Objective: To characterize clinical phenotypes of severe asthma. Methods: A total of 111 patients were retrospectively evaluated at a specialized outpatient clinic. A systematic protocol for patient evaluation and follow-up was applied. Treatment compliance and control of the disease at the end of follow-up were defined by clinical and functional data. Patients who did not meet asthma control criteria after six months despite compliance with treatment and correct use of medication were characterized as treatment-resistant. Phenotypes were determined by factorial analysis and compared using various tests. Results: At the end of follow-up, 88 patients were considered treatment compliant and 23 were considered noncompliant. Factorial analysis of the compliant patients identified four phenotypes: phenotype 1 (28 patients) comprised patients who were treatment-resistant, more often presenting nocturnal symptoms and exacerbations, as well as more often using rescue bronchodilators; phenotype 2 (48 patients) comprised patients with persistent airflow limitation, lower ratios of forced expiratory volume in one second/forced vital capacity at baseline, more advanced age and longer duration of symptoms; phenotype 3 (42 patients) comprised patients with allergic rhinosinusitis who were nonsmokers and presented predominantly reversible airflow obstruction; and phenotype 4 (15 patients) comprised cases with a history of aspirin intolerance to acetylsalicylic acid associated with near-fatal asthma. Conclusions: A significant number of patients with severe asthma are noncompliant with treatment. Although many patients with severe asthma have persistent airflow obstruction, the most relevant clinical phenotype comprises patients who are resistant to the typical treatment.

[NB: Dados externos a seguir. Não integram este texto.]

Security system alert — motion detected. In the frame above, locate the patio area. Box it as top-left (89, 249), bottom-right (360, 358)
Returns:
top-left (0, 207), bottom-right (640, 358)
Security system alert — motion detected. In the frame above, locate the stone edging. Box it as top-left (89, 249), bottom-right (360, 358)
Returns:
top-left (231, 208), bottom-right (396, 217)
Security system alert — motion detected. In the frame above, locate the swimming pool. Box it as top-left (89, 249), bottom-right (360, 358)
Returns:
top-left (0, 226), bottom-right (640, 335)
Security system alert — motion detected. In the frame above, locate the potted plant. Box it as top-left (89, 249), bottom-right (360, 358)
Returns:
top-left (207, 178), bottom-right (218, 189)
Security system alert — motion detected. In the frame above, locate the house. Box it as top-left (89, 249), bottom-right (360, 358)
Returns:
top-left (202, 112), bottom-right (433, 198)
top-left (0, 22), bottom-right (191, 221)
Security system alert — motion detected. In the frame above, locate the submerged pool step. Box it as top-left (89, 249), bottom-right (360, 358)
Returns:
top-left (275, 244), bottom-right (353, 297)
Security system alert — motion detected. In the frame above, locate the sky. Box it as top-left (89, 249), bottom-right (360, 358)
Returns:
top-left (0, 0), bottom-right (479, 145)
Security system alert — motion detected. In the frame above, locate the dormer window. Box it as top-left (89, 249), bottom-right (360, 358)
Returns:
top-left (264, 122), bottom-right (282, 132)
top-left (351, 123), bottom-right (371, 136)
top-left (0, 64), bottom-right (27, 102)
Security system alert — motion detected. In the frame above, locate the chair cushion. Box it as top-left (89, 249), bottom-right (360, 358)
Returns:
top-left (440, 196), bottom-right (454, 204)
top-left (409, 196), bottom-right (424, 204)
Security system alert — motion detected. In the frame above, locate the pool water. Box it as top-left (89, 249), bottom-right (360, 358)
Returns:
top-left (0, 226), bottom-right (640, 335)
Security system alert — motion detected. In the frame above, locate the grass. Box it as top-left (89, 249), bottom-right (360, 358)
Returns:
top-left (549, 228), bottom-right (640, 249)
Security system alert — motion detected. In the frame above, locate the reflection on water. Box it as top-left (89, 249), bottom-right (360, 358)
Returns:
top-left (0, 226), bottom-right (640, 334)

Keywords: Asthma; Asthma/prevention & control; Asthma/treatment.

RESUMO

Objetivo: Estabelecer os fenótipos clínicos em portadores de asma grave. Métodos: Foram estudados, retrospectivamente, 111 pacientes em um ambulatório especializado. Os pacientes foram avaliados e acompanhados de maneira sistemática, estabelecendo-se ao final do acompanhamento a adesão e o controle ou não da doença por dados clínicos e funcionais. A resistência ao tratamento foi definida como o não preenchimento, ao final do acompanhamento, por pelo menos seis meses, dos critérios de controle de asma, apesar do uso correto e adesão à medicação. Os fenótipos foram determinados por análise fatorial e comparados por testes diversos. Resultados: Ao final, 88 pacientes foram considerados aderentes e 23 não aderentes. Por análise fatorial do grupo aderente, quatro fenótipos foram determinados: o fenótipo 1 (28 pacientes), formado pelos pacientes resistentes ao tratamento, com maior freqüência de sintomas noturnos, maior número de exacerbações e uso mais freqüente de broncodilatador de resgate; o fenótipo 2 (48 pacientes), formado pelos pacientes com obstrução persistente, com menores valores de relação volume expiratório forçado no primeiro segundo/capacidade vital forçada na avaliação inicial, idade mais avançada e maior tempo de doença; o fenótipo 3 (42 pacientes), representa os pacientes com rinossinusite alérgica, sendo constituído de não fumantes com obstrução predominantemente reversível; e o fenótipo 4 (15 pacientes), formado por casos com história de intolerância à aspirina associado à asma quase fatal. Conclusões: Um número significativo de portadores de ama grave não adere ao tratamento. Muitos pacientes com asma grave têm obstrução irreversível, mas o fenótipo clínico mais relevante é constituído pelos pacientes resistentes ao tratamento habitual.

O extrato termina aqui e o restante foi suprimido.